The Tape drives will work in the same way as they always have (they have to maintain a sustained and regular/constant speed to write data), which means that you have to write data faster. In fact LTO-7 tape drive throughput is 750MB/sec.
If you don’t sustain the throughput, the tape drive won’t have enough data to write and would have to stop/pause, fill the data buffer and reposition itself before restarting. Each one of these stops takes several seconds and it will heavily impact performance (or real throughput).
This is a well known problem, already seen and addressed in the past. Disk staging areas, multiplexing and other techniques have always mitigated the problem.
…it’s not about backup
The real problem is that we don’t use these tapes for backup only. Some of them are supposed to be used for archiving too. In this case, traditional optimizations don’t work, especially when data is written and accessed with a very random pattern.
Spectralogic BlackPearl appliance, A Gateway that sits in front of a tape library allowing access to data through S3 object storage API, is an interesting solution to cope with this problem… but it’s also the only one I’ve heard of. And, in any case, I wonder if this approach will be any good once LTO capacity increases to 60 or 120 TB in the next few years.
I’m just thinking about the (big) quantity of objects than can be stored in those cartridges (100+TB could mean many millions of objects)… and even if they were accessed a few times in a long period of time, the number of accesses to the tape could be very important!
Think about photos: an LTO-7 can store 15.000.000MB. A single photo can be 3/5MB. It means between 3 and 5 Million objects. Just on one tape! Now, even if the data is rarely accessed the risk is that a single tape will be hit often with risks of contention, longevity of the media, and so on.
Closing the circle
Tapes have the best $/GB but they are becoming more and more complex to access. Long retention backups and cold archive are the primary use cases but their huge capacity could become a problem because of high concentration of data in a single cartridge.
You know, I’m an object storage fan and maybe this is the best way to manage huge amounts of data if you need to access more than once in its lifetime. I must admit though that I need to dig deeper into this topic before commenting further. And I hope to have some more answers after the Spectralogic summit next month in Denver…
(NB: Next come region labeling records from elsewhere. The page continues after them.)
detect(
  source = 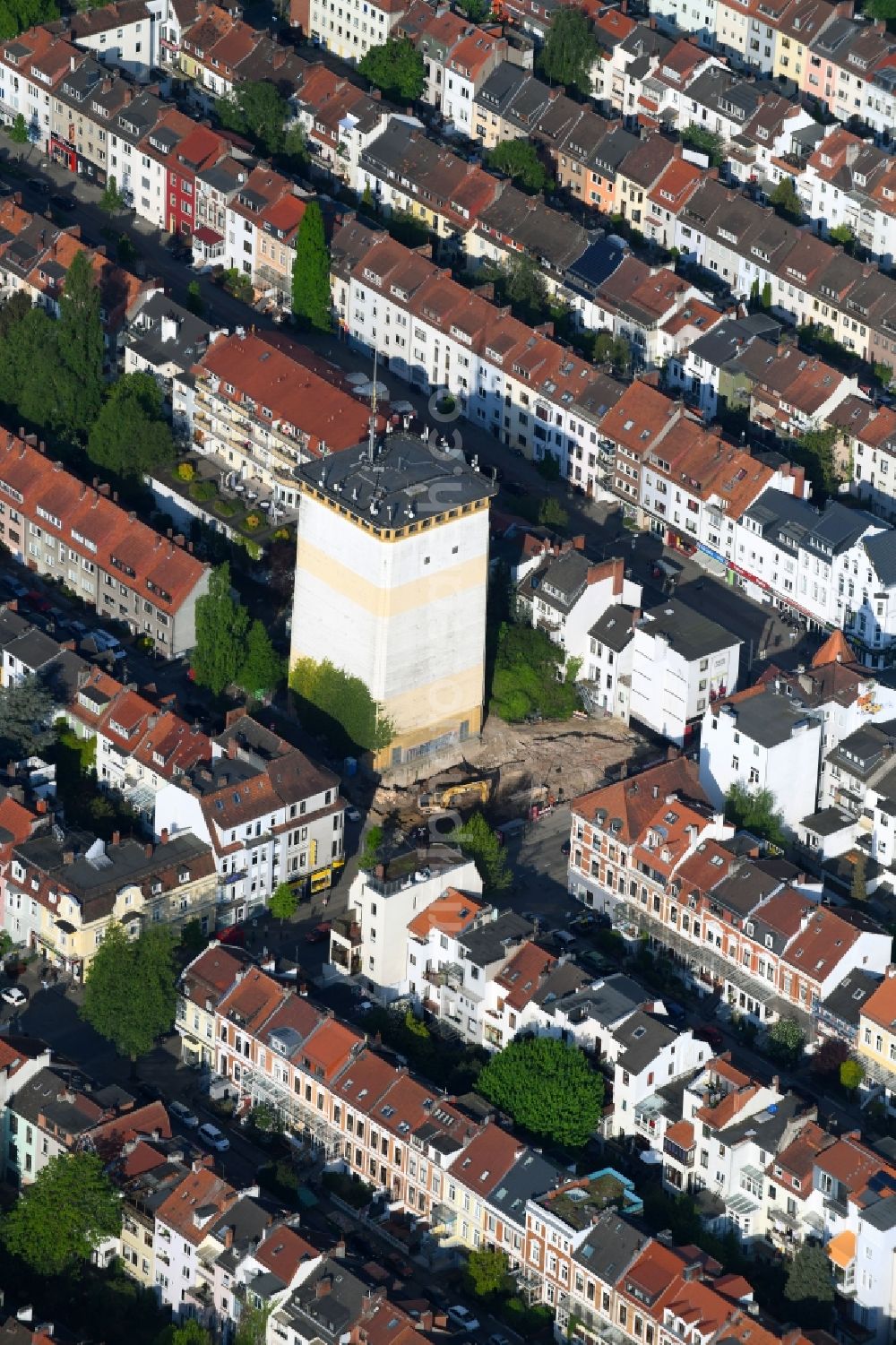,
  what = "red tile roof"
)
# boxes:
[0,435,209,612]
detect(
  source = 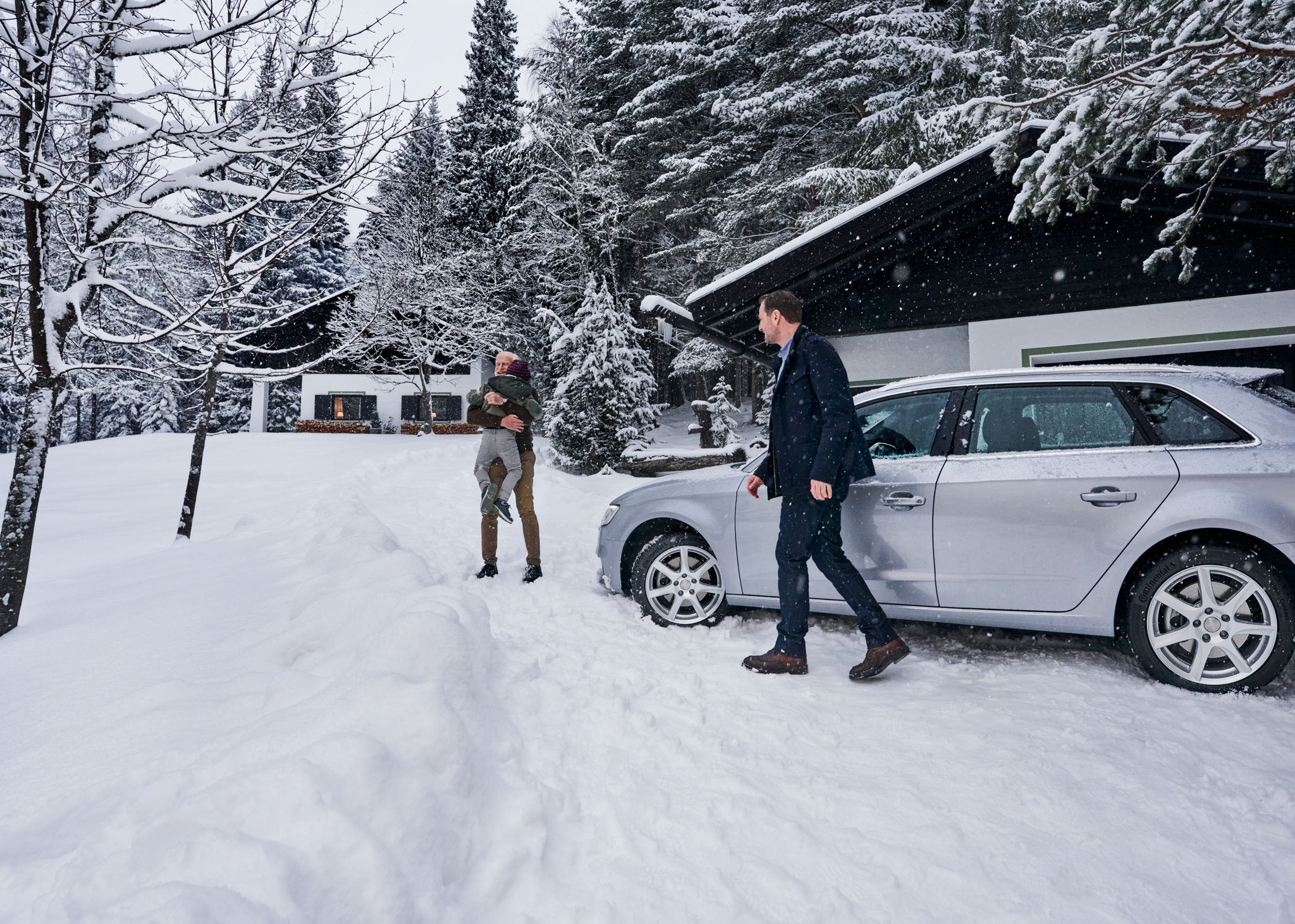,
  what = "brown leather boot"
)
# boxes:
[849,639,909,681]
[742,650,809,674]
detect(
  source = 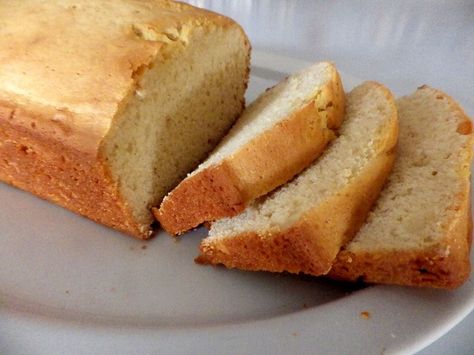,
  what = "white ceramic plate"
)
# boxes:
[0,51,474,354]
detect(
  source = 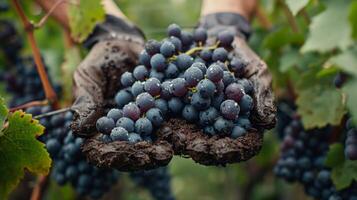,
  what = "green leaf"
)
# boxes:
[296,68,345,129]
[349,1,357,39]
[0,98,9,128]
[342,77,357,124]
[68,0,105,42]
[301,0,353,53]
[286,0,309,15]
[326,48,357,76]
[0,108,51,199]
[325,143,357,190]
[325,143,345,168]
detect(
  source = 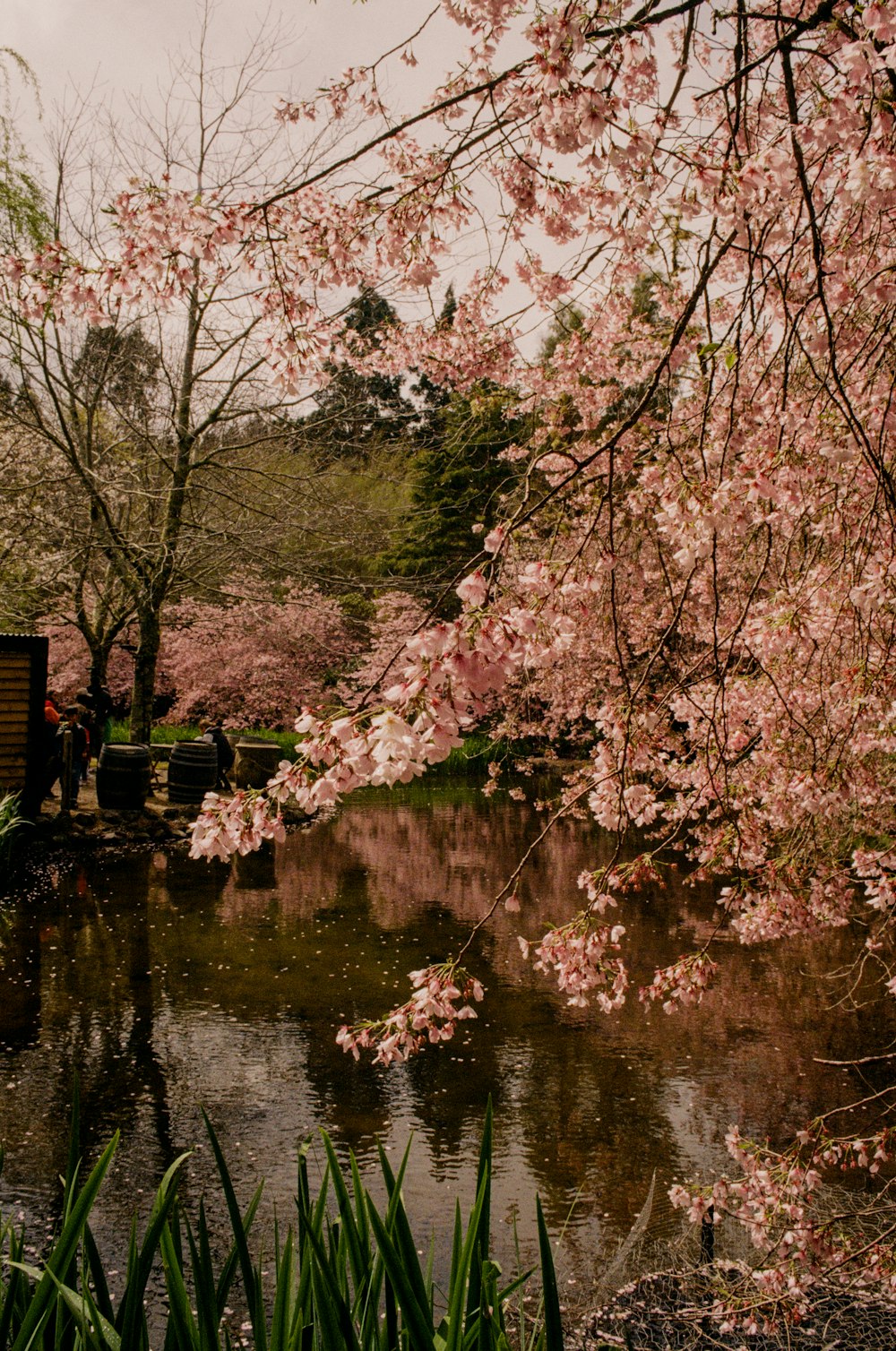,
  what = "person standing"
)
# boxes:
[202,723,235,793]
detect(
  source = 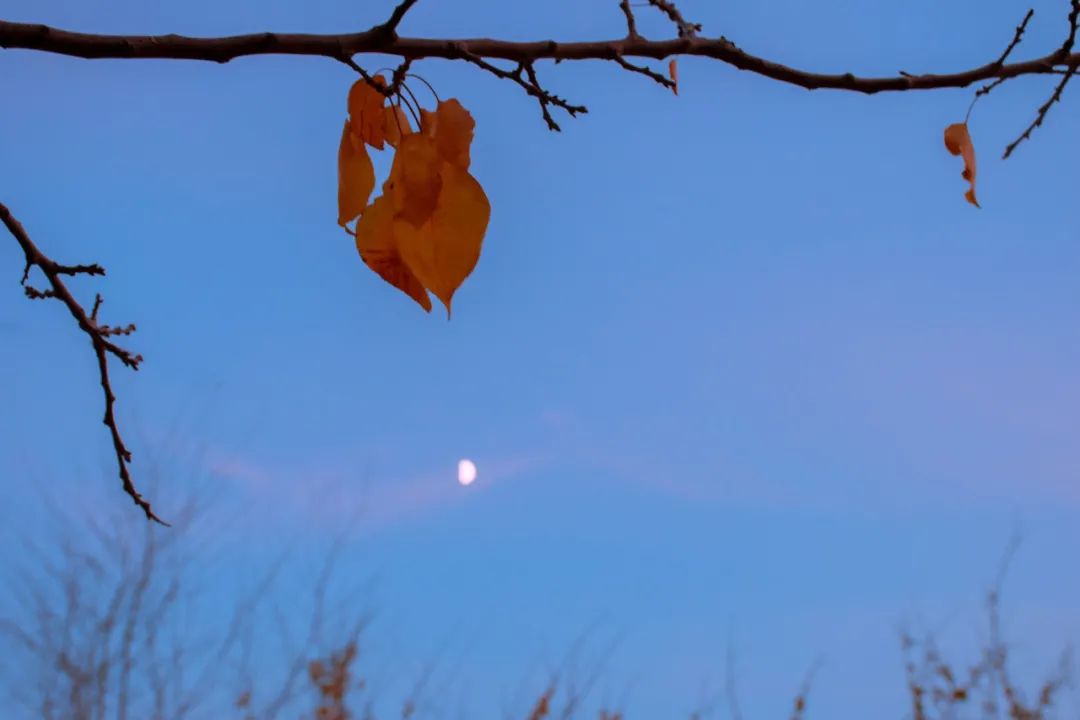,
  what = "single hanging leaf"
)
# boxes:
[420,108,438,137]
[356,194,431,312]
[945,122,980,207]
[394,162,491,317]
[433,98,476,169]
[338,121,375,226]
[383,133,443,228]
[349,76,387,150]
[386,105,413,148]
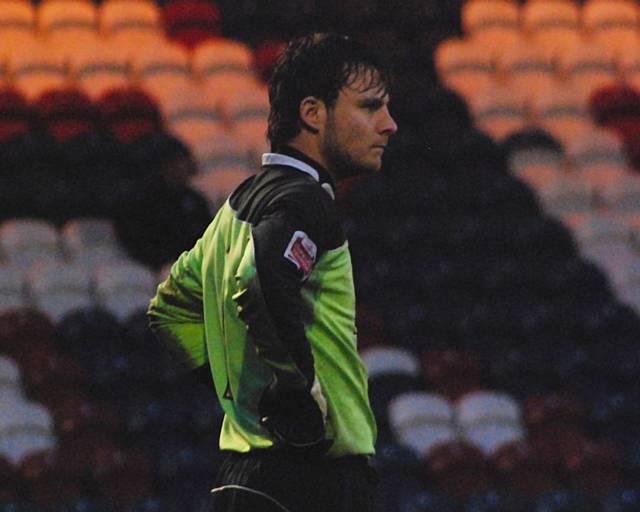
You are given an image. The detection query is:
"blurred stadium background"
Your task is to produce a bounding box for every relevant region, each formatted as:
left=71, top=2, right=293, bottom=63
left=0, top=0, right=640, bottom=512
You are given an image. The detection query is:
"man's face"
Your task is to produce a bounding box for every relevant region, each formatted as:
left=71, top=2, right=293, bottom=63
left=321, top=73, right=398, bottom=178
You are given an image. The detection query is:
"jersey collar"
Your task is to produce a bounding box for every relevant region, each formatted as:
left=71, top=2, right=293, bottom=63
left=262, top=145, right=336, bottom=199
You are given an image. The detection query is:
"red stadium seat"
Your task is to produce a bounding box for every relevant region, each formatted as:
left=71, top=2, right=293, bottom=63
left=0, top=308, right=54, bottom=360
left=19, top=450, right=84, bottom=506
left=0, top=87, right=35, bottom=140
left=491, top=441, right=561, bottom=498
left=164, top=0, right=222, bottom=49
left=426, top=441, right=491, bottom=500
left=36, top=88, right=98, bottom=141
left=98, top=87, right=162, bottom=143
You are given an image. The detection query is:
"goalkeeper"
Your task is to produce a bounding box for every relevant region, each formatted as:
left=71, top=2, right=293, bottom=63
left=148, top=34, right=397, bottom=512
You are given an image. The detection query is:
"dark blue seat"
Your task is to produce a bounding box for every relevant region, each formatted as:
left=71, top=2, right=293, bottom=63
left=50, top=497, right=116, bottom=512
left=464, top=491, right=529, bottom=512
left=398, top=491, right=462, bottom=512
left=533, top=489, right=592, bottom=512
left=600, top=488, right=640, bottom=512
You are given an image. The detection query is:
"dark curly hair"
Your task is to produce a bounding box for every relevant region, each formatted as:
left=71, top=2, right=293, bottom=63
left=267, top=33, right=391, bottom=149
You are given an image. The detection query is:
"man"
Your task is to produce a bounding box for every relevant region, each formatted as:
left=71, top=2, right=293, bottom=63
left=149, top=34, right=397, bottom=512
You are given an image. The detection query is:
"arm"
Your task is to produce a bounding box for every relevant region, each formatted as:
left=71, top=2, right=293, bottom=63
left=147, top=240, right=207, bottom=369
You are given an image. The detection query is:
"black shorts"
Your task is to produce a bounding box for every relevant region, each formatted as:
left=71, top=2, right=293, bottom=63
left=210, top=450, right=377, bottom=512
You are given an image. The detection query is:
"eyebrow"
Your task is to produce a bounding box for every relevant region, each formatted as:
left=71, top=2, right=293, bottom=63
left=358, top=97, right=386, bottom=108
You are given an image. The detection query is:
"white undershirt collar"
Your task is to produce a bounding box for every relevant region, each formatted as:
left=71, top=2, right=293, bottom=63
left=262, top=153, right=320, bottom=183
left=262, top=153, right=335, bottom=199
Well, Spectra Logic builds large tape libraries, which can be used in conjunction with their BlackPearl DS3 technology and LTFS “formatted” tapes. BlackPearl DS3 basically extends the S3 API to include a couple of commands related to tape drive operations. If Spectra Logic deploys LTO-7 drives and tapes in their libraries, they can store considerably more objects on tape than they do now. Tape sometimes seems like the “odd man out” compared to the kind of capacity you can get with object-based storage on disk. That said, tape is Google’s last line of defense when it comes to restoring data.